This study, in which the CREAF participated, determined that relationships between species follow a few common patterns, and, therefore, with little data a lot of detail can be understood regarding the ecological networks of ecosystems and predict a species’ evolution in the face of perturbations.
Seen up close, an ecosystem may seem like a real battlefield. Prey, predators, plants and animals, competitors and allies are all fighting to eat and not be eaten. But, in reality, not all species are interacting with each other. Two species interact depending on their characteristics or biological traits. For example, body size: a medium fish will eat a little fish, but not a big fish. Or color, a butterfly will visit a blue flower, but not a yellow flower.
A group of experts in computer processing University of Chicago, together with ecologists at the CREAF and other experts from other research centers have discovered recently that the interactions between species are not as difficult to predict as it seems because, in the end, the intereactions follow common standards. In their study, published in the journal Ecology Letters, they conclude that in order to know if two species interact we only need to know a few characteristics of its individuals. Two, three or four features may be needed, but never more than ten.

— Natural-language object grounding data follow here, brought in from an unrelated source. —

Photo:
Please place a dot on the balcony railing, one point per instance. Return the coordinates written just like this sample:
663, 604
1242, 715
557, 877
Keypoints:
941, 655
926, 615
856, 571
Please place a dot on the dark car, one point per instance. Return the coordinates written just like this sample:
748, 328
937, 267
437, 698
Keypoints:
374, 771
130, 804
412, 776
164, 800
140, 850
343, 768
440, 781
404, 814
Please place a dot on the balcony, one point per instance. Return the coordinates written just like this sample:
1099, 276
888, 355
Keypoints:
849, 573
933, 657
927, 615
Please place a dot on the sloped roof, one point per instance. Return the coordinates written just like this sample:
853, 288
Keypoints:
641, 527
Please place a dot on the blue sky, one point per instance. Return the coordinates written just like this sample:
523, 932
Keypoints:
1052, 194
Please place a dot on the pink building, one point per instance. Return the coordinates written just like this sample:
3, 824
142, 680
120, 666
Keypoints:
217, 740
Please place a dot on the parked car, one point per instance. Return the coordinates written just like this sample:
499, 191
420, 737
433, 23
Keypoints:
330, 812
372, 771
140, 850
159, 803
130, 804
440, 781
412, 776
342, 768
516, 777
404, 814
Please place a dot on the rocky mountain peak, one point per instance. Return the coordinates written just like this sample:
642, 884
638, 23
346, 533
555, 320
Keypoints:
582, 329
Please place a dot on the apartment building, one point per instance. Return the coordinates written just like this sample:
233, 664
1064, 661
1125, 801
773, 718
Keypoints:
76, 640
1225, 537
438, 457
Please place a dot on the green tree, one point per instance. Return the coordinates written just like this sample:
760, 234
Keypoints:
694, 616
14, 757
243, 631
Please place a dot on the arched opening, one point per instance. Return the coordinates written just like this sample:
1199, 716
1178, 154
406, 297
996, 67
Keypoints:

The study analyzed more than 200 ecological networks from all over the world, from the coral reefs of the Caribbean to the meadows of New Zealand, with the aim of finding the minimum number of characteristics that explain, with fidelity, the relationships between species in an ecosystem. In many cases taking into account only one or two traits could already predict a considerable amount of the reality. For example, taking into account the size of a fruit and the opening of the beak of a bird explained quite well the food relationship between these two groups of organisms. In the case of pollinators and flowers, flowering time explains much of the interactions established between a flower and an insect.
"This discovery is very interesting because, until now, we did not have a clear idea of how many traits are needed to predict all the interactions that occur in a network," says Anselm Rodrigo, researcher at the CREAF and professor at the Autonomous University of Barcelona.
The study also shows that the relevant biological features are different for each type of network (plant-pollinator, predator-prey, and host-parasite). Finally, the characteristics of the producer (floor, prey, and host) tend to be more crucial than consumer.
Until now it was thought that the total number of characteristics that had to be taken into account was much larger, so scientists took enormous amounts of different data when studying relationships within ecosystems. “This finding will save ecologists time and effort when it comes time to describe the structure of ecosystems. At the same time, it will help scientists build some very reliable mathematical models with only a few choice variables. “We can more easily predict the responses of ecosystems in the face of perturbations, for example to determine what interactions will help an invasive species establish,” said Jordi Bosch, a researcher at the CREAF.